In the case, the tax payer, a business accounting entity (David E. Watson, P.C.) was assessed by the IRS for underpayment of FICA payments. The trial of this tax deficiency issue was conducted by the judge alone, without use of a jury. In assessing the amount of employment taxes due, the trial judge received testimony by the government's expert (Ostrovsky). The expert "opined [on] the market value of Watson's accounting services" although the expert was only "a general engineer with the IRS and has worked on approximately 20 to 30 cases involving reasonable compensation issues." The circuit noted the expert's reliance on "several compensation surveys and studies particular to accountants" compensation to opine that the taxpayer "would receive approximately $176,000 annually." The expert concluded that the taxpayer had underpaid." David E. Watson, P.C., __ F.3d __.

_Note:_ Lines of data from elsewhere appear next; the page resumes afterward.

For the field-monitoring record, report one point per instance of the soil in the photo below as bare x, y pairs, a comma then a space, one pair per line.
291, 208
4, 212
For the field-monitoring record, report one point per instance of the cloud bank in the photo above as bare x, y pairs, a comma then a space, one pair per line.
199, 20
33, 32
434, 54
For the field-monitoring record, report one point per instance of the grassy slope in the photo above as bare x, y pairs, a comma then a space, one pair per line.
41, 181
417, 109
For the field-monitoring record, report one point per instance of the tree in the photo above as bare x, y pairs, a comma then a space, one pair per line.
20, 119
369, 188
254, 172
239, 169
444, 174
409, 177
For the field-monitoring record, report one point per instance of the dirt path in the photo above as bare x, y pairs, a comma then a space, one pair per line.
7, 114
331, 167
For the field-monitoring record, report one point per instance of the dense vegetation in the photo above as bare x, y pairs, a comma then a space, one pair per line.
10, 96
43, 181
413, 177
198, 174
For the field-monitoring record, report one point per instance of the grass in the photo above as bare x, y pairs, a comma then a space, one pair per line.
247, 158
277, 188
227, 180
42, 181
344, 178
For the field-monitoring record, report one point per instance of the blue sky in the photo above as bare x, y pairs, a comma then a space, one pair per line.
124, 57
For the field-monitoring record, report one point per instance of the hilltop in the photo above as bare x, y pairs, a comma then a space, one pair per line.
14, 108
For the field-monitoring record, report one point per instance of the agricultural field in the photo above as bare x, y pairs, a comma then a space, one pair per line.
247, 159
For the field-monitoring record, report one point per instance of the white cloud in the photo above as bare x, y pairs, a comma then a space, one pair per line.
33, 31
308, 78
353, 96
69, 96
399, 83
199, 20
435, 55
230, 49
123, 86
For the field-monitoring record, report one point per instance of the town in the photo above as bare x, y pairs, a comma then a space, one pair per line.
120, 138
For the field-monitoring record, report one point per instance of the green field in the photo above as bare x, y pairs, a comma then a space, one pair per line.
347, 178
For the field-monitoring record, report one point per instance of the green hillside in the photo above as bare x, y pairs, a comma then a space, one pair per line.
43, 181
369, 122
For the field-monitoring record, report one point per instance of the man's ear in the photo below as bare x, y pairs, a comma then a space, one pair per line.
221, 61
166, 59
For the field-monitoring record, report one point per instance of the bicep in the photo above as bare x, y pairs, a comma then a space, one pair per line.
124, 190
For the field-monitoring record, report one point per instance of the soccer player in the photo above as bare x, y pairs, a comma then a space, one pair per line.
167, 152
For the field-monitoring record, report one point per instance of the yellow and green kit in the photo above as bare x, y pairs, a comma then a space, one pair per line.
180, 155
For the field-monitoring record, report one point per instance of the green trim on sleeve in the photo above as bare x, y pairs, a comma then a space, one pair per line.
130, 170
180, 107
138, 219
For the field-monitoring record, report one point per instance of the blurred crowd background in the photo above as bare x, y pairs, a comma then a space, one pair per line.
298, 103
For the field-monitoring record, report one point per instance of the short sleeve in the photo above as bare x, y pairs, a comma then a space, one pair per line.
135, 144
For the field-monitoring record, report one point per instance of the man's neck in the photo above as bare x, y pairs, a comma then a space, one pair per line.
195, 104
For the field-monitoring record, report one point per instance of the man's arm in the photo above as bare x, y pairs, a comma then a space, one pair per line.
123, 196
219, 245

The taxpayer's appeal of this determination was based in part on the taxpayer's contention that the witness should not have been allowed to opine under FRE 702 "on the issue of reasonable compensation." This argument was based on the taxpayer's contention that the expert witness "was not competent to testify on that issue." The circuit disagreed, showing that the expert's testimony was qualified. The circuit noted that the trial court had entered no Daubert findings, yet the record reflected sufficient facts to support opinion testimony by the expert. David E. Watson, P.C., __ F.3d __.

The circuit rejected the taxpayer's contention that the witness's lack of qualification was amply demonstrated by the witness's need to "revise" his opinion in the case. This revision was not an indication of the expert's unsound methods, but rather reflected "new facts revealed at" the taxpayer's deposition in the matter. The change in conclusion was a result of the expert gaining new data, not a result of not knowing what data to use or how to apply it. David E. Watson, P.C., __ F.3d __.

But even assuming that the taxpayer's Daubert Gatekeeping challenge to the expert's opinion had merit, there was still no error in the case. As explained by the Circuit"even if [taxpayer] did raise a proper Daubert challenge ... we conclude the court acted within its discretion. At most, [taxpayer] DEWPC has expressed a disagreement with the underlying assumptions Ostrovsky made in his calculations. This “mere disagreement with the assumptions and methodology used does not warrant exclusion of expert testimony.” The circuit noted that the taxpayer failed to explore other appropriate means of calculation "through cross-examination and by presenting [its] own expert witness.” David E. Watson, P.C., __ F.3d __.

But this was applied in the context of a "relaxed Daubert standard" that applied to this bench trial. Accordingly there was no error in admitting the expert testimony at the bench trial. As explained by the Eighth Circuit:

Pursuant to Daubert, the district court must conduct this initial inquiry as part of its gatekeeping function. However, Daubert is meant to “protect juries from being swayed by dubious scientific testimony.” When the district court sits as the finder of fact, “ ‘[t]here is less need for the gatekeeper to keep the gate when the gatekeeper is keeping the gate only for himself.’” Thus, we relax Daubert's application for bench trials.
David E. Watson, P.C., __ F.3d __ (citing Glastetter v. Novartis Pharm. Corp., 252 F.3d 986, 988 (8th Cir. 2001) (per curiam), In re Zurn Pex Plumbing Prods. Liab. Litig., 644 F.3d 604, 613 (8th Cir. 2011) (quoting United States v. Brown, 415 F.3d 1257, 1269 (11th Cir.2005)).

The Watson case is another of what is becoming a common example of relaxing the application of Daubert factors in assessing expert opinion to be used at a court trial rather than one by jury.